On November 3rd, South Dakota became the 15th state to legalize cannabis for recreational use. South Dakota made history by going from the complete prohibition to the total legalization of cannabis.
Currently, 15 states and the District of Columbia have fully legalized cannabis and an additional 16 states have decriminalized it. But, what is the difference between legalization and decriminalization? Is one preferable to the other? Is decriminalization dangerous? Let’s look at what constitutes each and find out.
Understanding the difference between cannabis decriminalization and legalization is crucial as President elect Joe Biden and Vice President elect, Kamala Harris, stated their support for decriminalization according to Marijuana Moment.
Decriminalization usually precedes legalization. A state often decriminalizes cannabis for the intent of keeping it illegal while eliminating jail time as a penalty. Instead, the penalty for possession is often a fine. This is confusing as possession and use of cannabis is still prohibited by law. However, perpetrators are virtually protected from criminal prosecution under decriminalization.
If caught with a small amount of cannabis, decriminalized states treat this as a minor traffic violation.

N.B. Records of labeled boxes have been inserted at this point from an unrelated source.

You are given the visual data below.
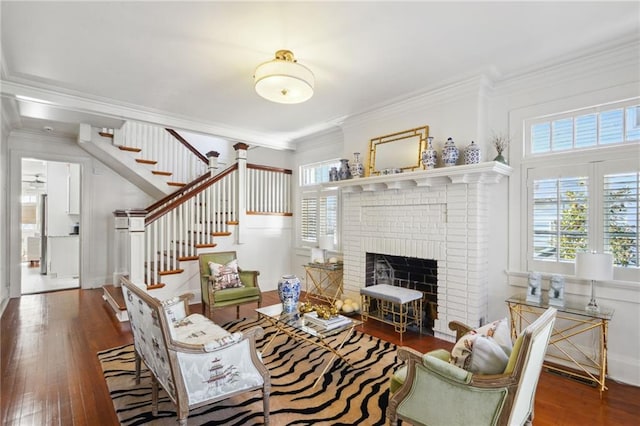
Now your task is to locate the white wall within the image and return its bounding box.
[295,42,640,385]
[0,113,9,315]
[3,131,153,297]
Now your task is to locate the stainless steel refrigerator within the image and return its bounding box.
[39,194,48,275]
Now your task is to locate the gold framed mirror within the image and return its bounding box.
[369,126,429,176]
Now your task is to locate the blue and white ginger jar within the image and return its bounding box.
[464,141,480,164]
[442,138,460,167]
[422,136,438,170]
[278,275,300,313]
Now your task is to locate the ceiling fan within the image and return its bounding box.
[22,173,47,185]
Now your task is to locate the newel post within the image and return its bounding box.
[233,142,249,244]
[207,151,220,177]
[112,210,129,287]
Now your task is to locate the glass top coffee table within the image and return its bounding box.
[256,304,362,387]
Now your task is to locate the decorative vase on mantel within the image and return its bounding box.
[338,158,351,180]
[329,167,340,182]
[493,152,509,166]
[351,152,364,178]
[278,275,300,314]
[422,136,438,170]
[442,138,460,167]
[464,141,480,164]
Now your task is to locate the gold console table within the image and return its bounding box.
[506,295,613,398]
[304,263,343,304]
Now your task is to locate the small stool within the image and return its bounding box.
[360,284,422,342]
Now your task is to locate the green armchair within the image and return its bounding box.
[198,251,262,318]
[387,308,556,426]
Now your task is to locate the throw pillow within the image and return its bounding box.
[209,259,244,290]
[449,318,512,374]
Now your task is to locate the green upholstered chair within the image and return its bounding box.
[387,308,556,426]
[198,251,262,318]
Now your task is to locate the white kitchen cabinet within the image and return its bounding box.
[47,235,80,278]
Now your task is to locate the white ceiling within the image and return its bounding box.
[0,1,640,147]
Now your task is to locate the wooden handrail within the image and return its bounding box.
[247,164,293,175]
[145,172,211,212]
[144,163,238,225]
[165,128,209,164]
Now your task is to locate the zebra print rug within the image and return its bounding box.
[98,318,398,426]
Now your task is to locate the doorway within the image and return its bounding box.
[20,158,80,294]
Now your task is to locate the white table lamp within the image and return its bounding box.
[318,234,335,263]
[576,252,613,312]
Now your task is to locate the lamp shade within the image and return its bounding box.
[253,50,315,104]
[576,252,613,281]
[318,234,335,251]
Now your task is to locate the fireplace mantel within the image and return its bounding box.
[322,161,513,192]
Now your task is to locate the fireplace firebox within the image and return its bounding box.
[365,253,438,333]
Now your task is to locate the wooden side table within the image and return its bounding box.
[304,263,344,304]
[506,295,614,398]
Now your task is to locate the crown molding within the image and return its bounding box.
[0,79,295,150]
[342,72,493,130]
[494,35,640,96]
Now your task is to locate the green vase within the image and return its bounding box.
[493,154,509,166]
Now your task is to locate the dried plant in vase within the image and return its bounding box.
[491,133,511,164]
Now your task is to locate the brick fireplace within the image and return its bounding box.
[338,162,511,340]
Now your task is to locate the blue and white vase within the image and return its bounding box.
[422,136,438,170]
[278,275,300,313]
[338,158,351,180]
[329,167,340,182]
[464,141,480,164]
[442,138,460,167]
[351,152,364,178]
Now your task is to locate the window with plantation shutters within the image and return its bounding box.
[602,172,640,267]
[299,159,340,247]
[532,176,589,262]
[522,95,640,282]
[300,197,318,243]
[526,100,640,155]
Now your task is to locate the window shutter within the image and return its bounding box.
[300,197,318,243]
[602,173,640,267]
[532,177,589,262]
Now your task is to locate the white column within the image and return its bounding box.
[127,210,147,288]
[207,151,220,177]
[233,142,249,244]
[112,210,129,287]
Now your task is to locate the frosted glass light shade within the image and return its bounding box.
[318,234,335,251]
[253,50,315,104]
[576,253,613,281]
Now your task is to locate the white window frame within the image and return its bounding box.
[521,136,640,282]
[296,159,342,251]
[524,98,640,159]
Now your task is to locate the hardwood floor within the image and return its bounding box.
[0,289,640,426]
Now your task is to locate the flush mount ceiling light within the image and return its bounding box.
[253,50,315,104]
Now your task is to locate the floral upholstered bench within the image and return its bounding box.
[360,284,423,342]
[122,278,271,425]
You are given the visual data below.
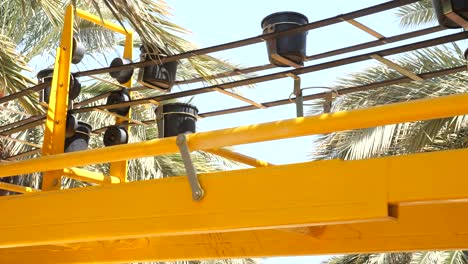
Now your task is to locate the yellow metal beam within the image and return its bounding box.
[76,9,133,35]
[63,168,120,184]
[0,93,468,177]
[110,32,135,182]
[0,203,468,264]
[41,5,74,190]
[206,148,273,167]
[346,19,385,39]
[0,182,41,193]
[370,54,424,81]
[0,149,468,247]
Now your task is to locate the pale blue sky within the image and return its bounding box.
[168,0,446,264]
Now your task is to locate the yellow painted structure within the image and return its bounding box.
[0,2,468,264]
[42,5,74,191]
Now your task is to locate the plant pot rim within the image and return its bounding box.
[260,11,309,28]
[163,102,198,112]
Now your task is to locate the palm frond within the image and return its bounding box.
[395,0,436,28]
[314,44,468,159]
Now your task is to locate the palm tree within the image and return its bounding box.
[0,0,254,263]
[320,0,468,264]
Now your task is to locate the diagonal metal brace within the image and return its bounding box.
[176,134,204,201]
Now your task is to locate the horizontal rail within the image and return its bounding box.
[0,0,420,108]
[199,65,466,118]
[0,93,468,177]
[176,26,445,84]
[0,66,466,142]
[0,149,468,248]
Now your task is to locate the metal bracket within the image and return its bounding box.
[176,134,205,201]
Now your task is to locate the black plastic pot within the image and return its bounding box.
[106,90,131,116]
[103,126,128,146]
[156,103,198,137]
[432,0,468,28]
[72,37,86,64]
[262,12,309,67]
[139,46,179,90]
[64,121,92,153]
[109,58,133,84]
[37,69,81,103]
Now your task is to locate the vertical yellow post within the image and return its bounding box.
[110,32,133,182]
[42,5,73,190]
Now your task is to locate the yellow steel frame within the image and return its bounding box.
[38,5,133,191]
[0,3,468,264]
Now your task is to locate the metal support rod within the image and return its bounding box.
[0,93,468,177]
[41,4,74,191]
[294,76,304,117]
[71,0,418,77]
[176,134,204,201]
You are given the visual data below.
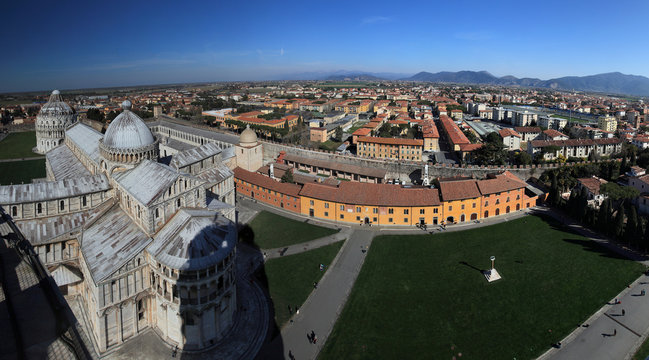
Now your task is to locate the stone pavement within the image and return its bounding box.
[537,208,649,360]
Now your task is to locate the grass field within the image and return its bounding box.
[264,241,343,328]
[0,131,39,159]
[250,211,338,249]
[0,159,46,185]
[320,216,644,359]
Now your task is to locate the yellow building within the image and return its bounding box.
[356,136,424,161]
[300,181,442,226]
[439,179,482,224]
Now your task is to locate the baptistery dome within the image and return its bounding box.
[104,100,155,149]
[36,90,77,154]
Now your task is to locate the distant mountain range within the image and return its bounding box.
[278,70,649,96]
[401,71,649,96]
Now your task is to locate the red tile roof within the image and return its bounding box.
[300,181,440,206]
[358,136,424,146]
[234,167,302,196]
[478,174,526,195]
[514,126,541,134]
[498,128,521,139]
[439,180,481,201]
[439,115,471,145]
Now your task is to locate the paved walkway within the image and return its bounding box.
[0,156,45,162]
[538,208,649,360]
[261,230,376,359]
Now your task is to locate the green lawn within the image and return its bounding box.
[264,241,343,328]
[0,159,46,185]
[320,216,644,359]
[0,131,39,159]
[250,211,338,249]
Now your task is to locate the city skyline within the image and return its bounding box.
[0,1,649,92]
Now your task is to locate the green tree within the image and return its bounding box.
[624,205,638,246]
[612,205,625,239]
[280,169,295,184]
[335,126,343,141]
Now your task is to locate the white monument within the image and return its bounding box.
[482,256,500,282]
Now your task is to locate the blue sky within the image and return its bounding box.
[0,0,649,92]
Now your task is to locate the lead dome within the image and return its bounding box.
[104,100,155,149]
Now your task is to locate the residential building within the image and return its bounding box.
[356,136,424,161]
[597,115,617,132]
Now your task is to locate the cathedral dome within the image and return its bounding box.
[103,100,155,149]
[239,125,257,145]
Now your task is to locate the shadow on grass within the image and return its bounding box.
[459,261,485,274]
[563,239,629,260]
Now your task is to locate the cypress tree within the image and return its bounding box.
[612,205,624,239]
[624,204,638,245]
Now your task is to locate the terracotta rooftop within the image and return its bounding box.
[514,126,541,134]
[439,179,481,201]
[439,115,471,145]
[498,128,521,138]
[478,174,527,195]
[531,138,622,147]
[358,136,424,146]
[300,181,440,206]
[234,167,302,196]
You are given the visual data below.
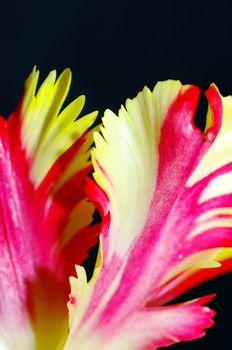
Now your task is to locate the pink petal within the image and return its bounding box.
[0,70,98,350]
[65,81,232,350]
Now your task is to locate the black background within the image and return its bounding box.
[0,0,232,350]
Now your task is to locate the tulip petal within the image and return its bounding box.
[0,69,98,350]
[65,81,232,350]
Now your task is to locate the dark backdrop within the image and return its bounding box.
[0,0,232,350]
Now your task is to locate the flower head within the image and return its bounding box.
[0,69,232,350]
[65,81,232,350]
[0,69,98,350]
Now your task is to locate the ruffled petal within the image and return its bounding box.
[0,69,98,350]
[65,81,232,350]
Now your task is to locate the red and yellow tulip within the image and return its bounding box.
[0,70,232,350]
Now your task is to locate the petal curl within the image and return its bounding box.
[64,81,232,350]
[0,69,98,350]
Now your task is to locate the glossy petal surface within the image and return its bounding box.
[65,81,232,350]
[0,69,97,350]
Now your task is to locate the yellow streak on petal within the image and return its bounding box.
[92,80,185,259]
[21,69,97,186]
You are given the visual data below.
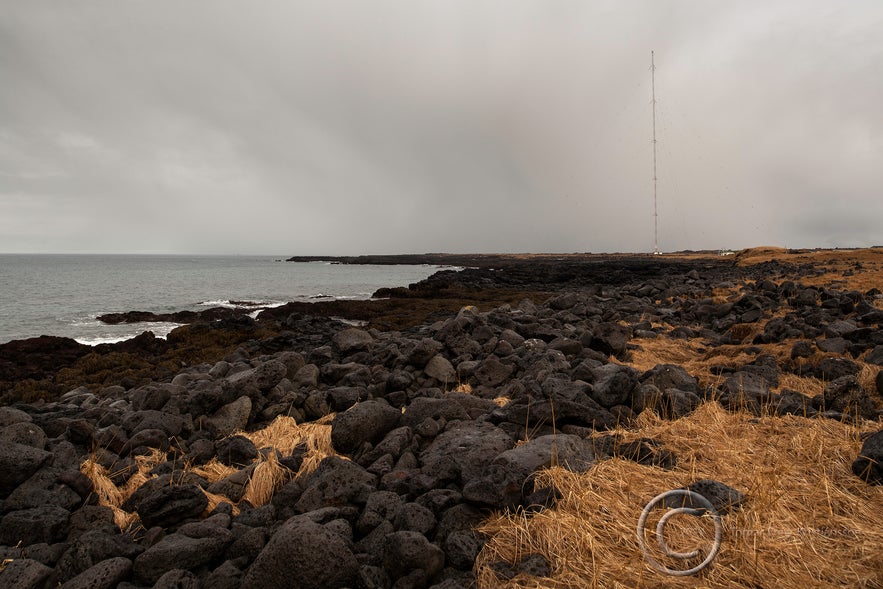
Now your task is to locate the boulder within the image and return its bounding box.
[215,435,258,466]
[402,397,470,428]
[56,528,144,582]
[591,364,638,409]
[475,356,514,387]
[852,430,883,485]
[331,327,374,356]
[0,421,46,450]
[865,346,883,366]
[813,358,861,382]
[663,479,745,515]
[383,531,445,580]
[423,354,457,384]
[580,323,632,356]
[490,398,617,429]
[153,569,199,589]
[407,338,444,368]
[641,364,699,393]
[420,421,514,482]
[463,434,594,509]
[0,558,52,589]
[822,375,880,419]
[0,440,52,499]
[0,407,33,427]
[61,556,132,589]
[133,526,233,584]
[331,400,402,454]
[242,516,360,589]
[0,505,70,546]
[294,456,377,514]
[202,395,252,437]
[138,484,208,528]
[791,340,815,360]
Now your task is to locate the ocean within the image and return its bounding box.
[0,254,439,345]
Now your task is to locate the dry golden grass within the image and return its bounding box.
[476,403,883,588]
[80,414,335,530]
[736,247,883,292]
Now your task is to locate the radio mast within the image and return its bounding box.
[650,51,662,254]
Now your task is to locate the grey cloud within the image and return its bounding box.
[0,0,883,254]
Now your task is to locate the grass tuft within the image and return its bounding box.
[476,403,883,588]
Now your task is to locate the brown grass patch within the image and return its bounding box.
[80,414,335,530]
[736,247,883,292]
[476,403,883,588]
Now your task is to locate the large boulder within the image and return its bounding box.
[420,422,514,482]
[202,395,251,437]
[580,323,632,356]
[592,364,638,409]
[294,456,377,513]
[641,364,699,393]
[0,421,46,450]
[242,516,359,589]
[475,356,514,387]
[423,354,457,384]
[133,526,233,584]
[383,531,445,582]
[55,518,144,583]
[0,442,52,499]
[138,484,208,528]
[331,400,402,454]
[0,505,71,546]
[822,375,880,419]
[331,327,374,355]
[402,396,470,428]
[463,434,594,509]
[0,558,52,589]
[62,556,132,589]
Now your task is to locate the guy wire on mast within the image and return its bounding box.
[650,51,662,255]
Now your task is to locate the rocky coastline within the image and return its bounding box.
[0,249,883,589]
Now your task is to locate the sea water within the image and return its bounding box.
[0,254,438,345]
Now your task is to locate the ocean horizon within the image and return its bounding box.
[0,253,439,345]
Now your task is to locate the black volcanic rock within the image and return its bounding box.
[0,335,92,381]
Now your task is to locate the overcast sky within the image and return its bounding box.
[0,0,883,255]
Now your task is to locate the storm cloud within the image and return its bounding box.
[0,0,883,255]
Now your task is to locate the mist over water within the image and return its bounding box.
[0,255,437,344]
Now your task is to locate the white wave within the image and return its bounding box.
[197,299,285,309]
[73,322,182,346]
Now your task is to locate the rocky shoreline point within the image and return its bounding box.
[0,251,883,589]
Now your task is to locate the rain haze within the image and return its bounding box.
[0,0,883,255]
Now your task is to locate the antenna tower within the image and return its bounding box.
[650,51,662,254]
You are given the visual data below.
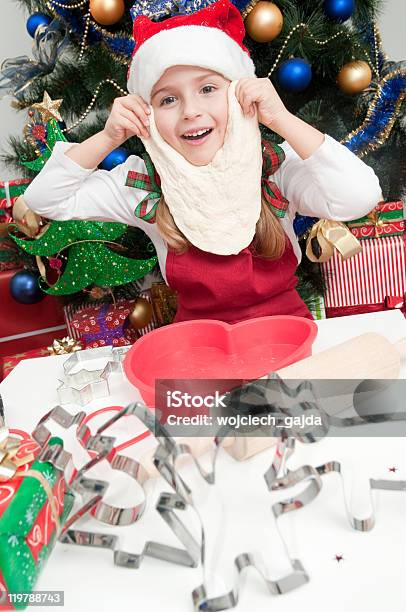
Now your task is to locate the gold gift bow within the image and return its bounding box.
[47,336,83,355]
[306,219,362,263]
[351,210,401,238]
[0,427,61,534]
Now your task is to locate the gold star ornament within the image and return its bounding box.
[31,91,63,122]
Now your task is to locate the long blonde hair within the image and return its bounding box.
[156,195,287,259]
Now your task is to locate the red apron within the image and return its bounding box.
[166,240,313,323]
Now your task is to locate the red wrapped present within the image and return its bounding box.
[0,428,73,610]
[0,270,66,357]
[321,236,406,317]
[63,290,159,348]
[70,300,137,348]
[326,295,406,319]
[347,201,405,240]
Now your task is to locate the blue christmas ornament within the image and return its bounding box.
[324,0,355,23]
[10,270,45,304]
[100,147,129,170]
[26,13,52,38]
[276,58,312,92]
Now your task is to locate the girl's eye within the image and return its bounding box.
[159,96,173,106]
[160,85,216,106]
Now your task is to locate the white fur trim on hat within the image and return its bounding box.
[127,25,255,103]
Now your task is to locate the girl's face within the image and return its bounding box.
[151,66,230,166]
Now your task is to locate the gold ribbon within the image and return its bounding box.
[0,427,61,534]
[47,336,83,355]
[306,219,362,263]
[350,209,394,238]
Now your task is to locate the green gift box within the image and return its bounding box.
[0,430,74,610]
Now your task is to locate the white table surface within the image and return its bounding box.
[0,311,406,612]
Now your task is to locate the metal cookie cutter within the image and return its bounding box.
[32,406,149,534]
[57,346,130,406]
[61,403,200,569]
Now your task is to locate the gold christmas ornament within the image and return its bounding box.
[89,0,125,25]
[244,0,283,42]
[31,91,63,123]
[128,298,153,329]
[337,60,372,95]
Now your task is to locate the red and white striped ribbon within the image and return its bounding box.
[322,236,405,308]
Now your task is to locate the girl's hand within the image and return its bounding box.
[103,94,150,146]
[235,77,287,127]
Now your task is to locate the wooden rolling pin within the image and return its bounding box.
[226,333,406,461]
[140,333,406,476]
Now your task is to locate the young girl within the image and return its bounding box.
[20,0,382,323]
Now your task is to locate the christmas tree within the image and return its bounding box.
[0,0,406,308]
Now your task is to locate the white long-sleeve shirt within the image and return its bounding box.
[24,134,383,280]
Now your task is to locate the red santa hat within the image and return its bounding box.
[127,0,255,103]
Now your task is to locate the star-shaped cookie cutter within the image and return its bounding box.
[57,346,130,406]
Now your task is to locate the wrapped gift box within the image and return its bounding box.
[65,300,138,348]
[308,295,326,321]
[0,430,73,610]
[347,201,405,240]
[63,290,159,348]
[0,270,66,357]
[321,236,406,317]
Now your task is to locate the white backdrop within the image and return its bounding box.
[0,0,406,180]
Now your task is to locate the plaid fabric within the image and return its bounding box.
[261,140,289,217]
[125,140,289,223]
[125,153,162,223]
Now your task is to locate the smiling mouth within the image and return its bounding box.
[182,128,213,140]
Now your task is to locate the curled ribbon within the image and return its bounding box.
[306,219,362,263]
[0,427,34,482]
[350,205,402,238]
[0,427,61,533]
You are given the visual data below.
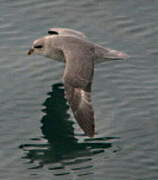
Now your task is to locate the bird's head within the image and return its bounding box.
[27,35,64,61]
[27,37,48,56]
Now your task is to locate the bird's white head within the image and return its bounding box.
[27,36,49,56]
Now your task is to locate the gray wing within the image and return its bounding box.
[48,28,87,39]
[64,44,95,137]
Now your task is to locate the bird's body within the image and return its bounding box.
[28,28,127,136]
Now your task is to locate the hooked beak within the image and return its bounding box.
[27,48,34,55]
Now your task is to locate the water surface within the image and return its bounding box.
[0,0,158,180]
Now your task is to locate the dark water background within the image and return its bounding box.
[0,0,158,180]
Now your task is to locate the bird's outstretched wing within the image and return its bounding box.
[64,40,95,137]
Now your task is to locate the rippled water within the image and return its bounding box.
[0,0,158,180]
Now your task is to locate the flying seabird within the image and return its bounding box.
[28,28,128,137]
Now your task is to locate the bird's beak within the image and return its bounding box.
[27,48,34,55]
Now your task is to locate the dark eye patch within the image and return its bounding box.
[48,30,59,35]
[34,45,43,49]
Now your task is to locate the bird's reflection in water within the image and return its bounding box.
[20,83,118,175]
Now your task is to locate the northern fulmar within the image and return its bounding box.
[28,28,128,137]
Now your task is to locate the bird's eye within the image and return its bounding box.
[34,45,43,49]
[48,30,59,35]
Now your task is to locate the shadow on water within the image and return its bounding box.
[20,83,118,175]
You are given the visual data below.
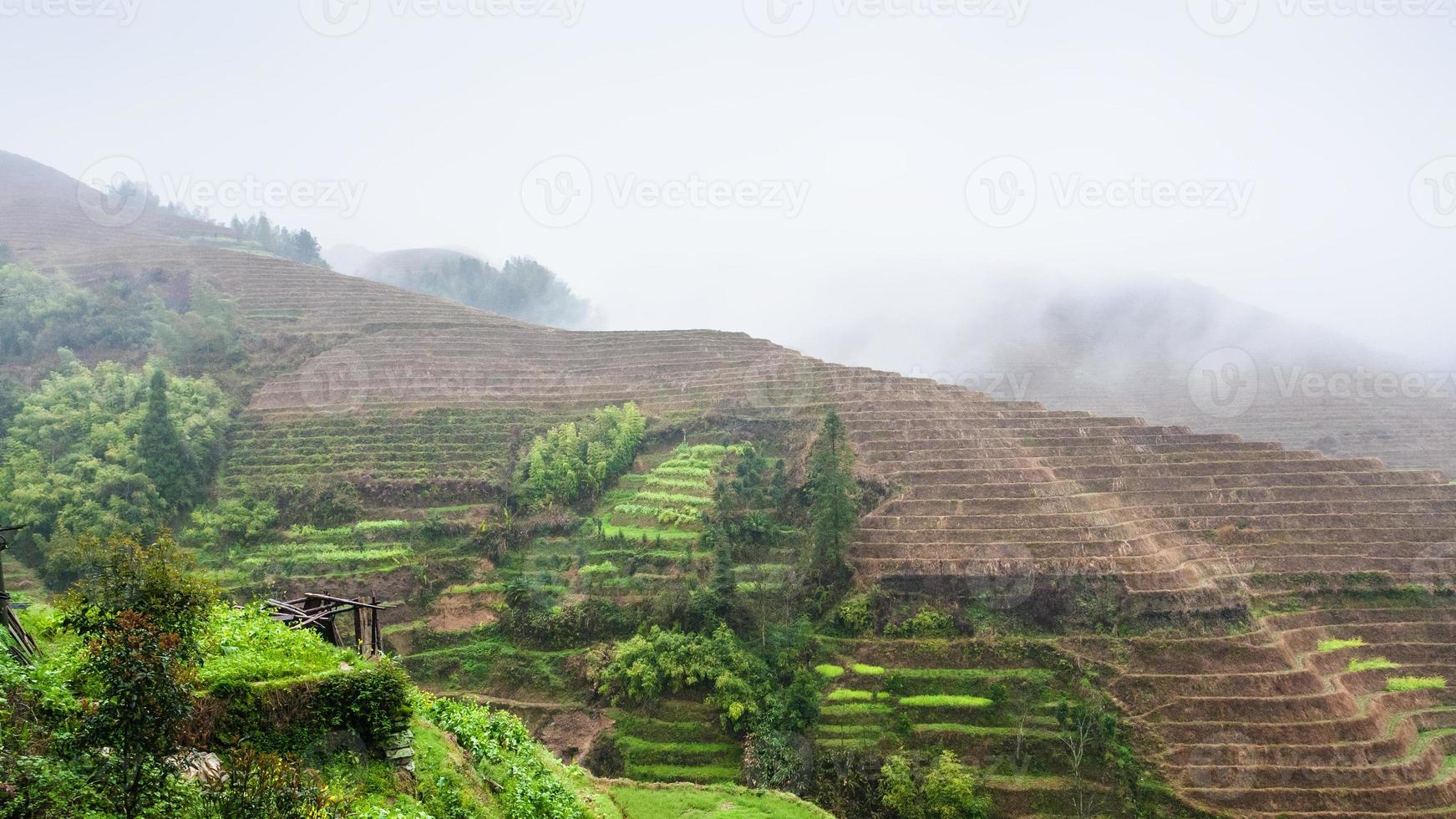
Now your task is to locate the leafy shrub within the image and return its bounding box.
[592,625,768,729]
[900,694,994,708]
[885,606,956,637]
[422,698,591,819]
[829,588,878,637]
[880,750,992,819]
[0,357,230,539]
[271,475,364,526]
[182,498,278,549]
[316,659,413,742]
[825,688,885,702]
[195,748,337,819]
[198,603,353,688]
[514,402,647,509]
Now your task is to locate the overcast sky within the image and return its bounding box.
[0,0,1456,363]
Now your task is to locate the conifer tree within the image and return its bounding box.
[808,411,859,584]
[137,369,190,509]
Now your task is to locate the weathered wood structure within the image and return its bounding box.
[0,526,41,664]
[266,592,388,657]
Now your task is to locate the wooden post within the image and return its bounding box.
[368,594,384,656]
[354,597,367,657]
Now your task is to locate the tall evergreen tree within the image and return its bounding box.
[808,411,859,584]
[137,369,190,509]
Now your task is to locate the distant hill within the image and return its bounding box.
[8,147,1456,819]
[333,245,592,329]
[827,277,1456,474]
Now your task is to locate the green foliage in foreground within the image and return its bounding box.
[609,782,830,819]
[198,603,358,689]
[1385,676,1446,691]
[421,688,591,819]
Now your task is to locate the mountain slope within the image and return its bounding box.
[0,155,1456,816]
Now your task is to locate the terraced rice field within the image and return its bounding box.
[814,638,1088,816]
[1114,606,1456,819]
[600,443,733,542]
[609,699,743,784]
[200,521,472,594]
[8,155,1456,817]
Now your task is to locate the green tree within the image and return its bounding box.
[0,354,230,537]
[137,369,192,509]
[880,750,992,819]
[1056,699,1119,819]
[808,411,859,584]
[59,535,217,819]
[77,611,196,819]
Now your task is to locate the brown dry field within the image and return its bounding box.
[0,153,1456,817]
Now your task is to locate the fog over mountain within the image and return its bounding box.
[325,245,600,329]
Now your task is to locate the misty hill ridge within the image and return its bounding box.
[327,247,592,328]
[8,145,1456,817]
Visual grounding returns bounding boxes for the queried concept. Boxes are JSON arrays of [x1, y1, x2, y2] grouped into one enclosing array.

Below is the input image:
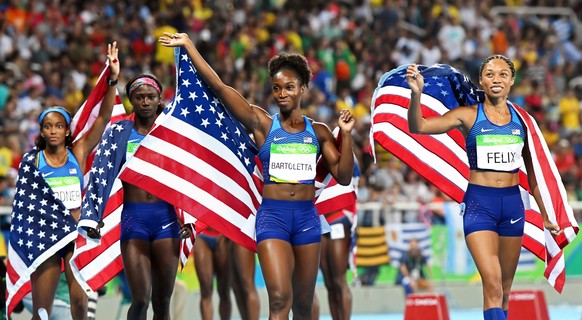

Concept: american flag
[[71, 61, 126, 183], [314, 127, 359, 214], [120, 48, 261, 251], [71, 120, 202, 291], [370, 64, 578, 292], [7, 62, 125, 318], [71, 120, 133, 291], [6, 150, 77, 317], [121, 48, 355, 251]]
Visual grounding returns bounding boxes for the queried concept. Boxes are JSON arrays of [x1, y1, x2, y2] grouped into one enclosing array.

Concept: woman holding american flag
[[7, 42, 120, 319], [159, 33, 355, 319]]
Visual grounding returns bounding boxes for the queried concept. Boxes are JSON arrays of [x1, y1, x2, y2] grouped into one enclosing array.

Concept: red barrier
[[507, 290, 550, 320], [404, 293, 449, 320]]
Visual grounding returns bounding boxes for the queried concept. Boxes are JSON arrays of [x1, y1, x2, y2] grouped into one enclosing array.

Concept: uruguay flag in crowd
[[370, 64, 578, 292]]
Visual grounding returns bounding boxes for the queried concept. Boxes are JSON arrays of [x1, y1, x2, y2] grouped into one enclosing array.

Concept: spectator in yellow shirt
[[558, 88, 580, 137]]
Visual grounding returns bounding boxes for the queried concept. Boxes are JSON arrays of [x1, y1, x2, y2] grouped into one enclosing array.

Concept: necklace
[[42, 150, 69, 168]]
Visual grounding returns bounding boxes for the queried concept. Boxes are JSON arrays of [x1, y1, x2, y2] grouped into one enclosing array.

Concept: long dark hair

Conversely, selling or possessing large quantities of cannabis is still against the law and therefore liable to prosecution. The latter is considered possession with intent to distribute — a completely different offense than possession in small quantities.
A study on public health concerns surrounding legalization suggested that many supported it in an effort to reduce prison populations and crime rates. However, this same study also shows that legalization correlated with an increase in homicide rates and hate crimes. Subsequently, cannabis’ legalization caused an increase in demand, leading to increased availability and lower costs. Decriminalization may be a good alternative to legalization by decreasing prison populations while possibly avoiding some of the negative correlations mentioned.
However, while most don’t consider cannabis decriminalization dangerous, there’s concern over underage usage.
A study from the National Institutes of Health (NIH) reports that cannabis arrests involving underage youth decreased in legal states. But these arrest rates still contribute to a large amount of cannabis arrests.
In legal states, arrests among adults decreased more than those among youths. Implying that decriminalization might lower youth arrests more than legalization, the study states, “Decriminalizing marijuana and reducing penalties for underage youth would help reduce marijuana arrests.”
Legalization changes the status of cannabis from illegal to legal. However, this process varies from state to state. In 15 states, cannabis is legal for medicinal and recreational use for adults age 21 and older.
In another 20 states, cannabis is completely legal for medical use. 13 of these 20 states have decriminalized cannabis. Again, this can be a bit confusing. According to the Marijuana Policy Project (MPP), medical cannabis is legal in these states, and for the sake of understanding, possessing small amounts of it for recreational use is a fineable offense.
Cannabis is legal for medicinal purposes in additional 13 states, but there is a limit on the amount of THC that can be used. Two of these 13 states — North Carolina and Virginia — have decriminalized cannabis.
This leaves only two states, Idaho and Nebraska, where no legalization legislation has passed. However, Nebraska has decriminalized cannabis. Thus, Idaho is the only state which completely prohibits any possession or use of cannabis.
The Legality of THC
Just as we have seen states overturn federal law prohibiting the use of CBD, we see the same with THC. It should be noted that hemp is completely legal to use and grow in the U.S. Although CBD and THC are derivatives of hemp, the laws on how much THC concentration is legal remain murky.
According to Vape Fuse, the U.S. Food and Drug Administration (FDA) has determined that products with a concentration of under .3% THC are legal for “educational and academic purposes.”
In essence, the entire process of legalization begins with decriminalization and progresses towards legalization in an effort to circumvent federal policy. THC and high THC concentration products are simply going through this journey more slowly than CBD products.
Ultimately, it is likely THC will follow the same path to legalization that CBD has.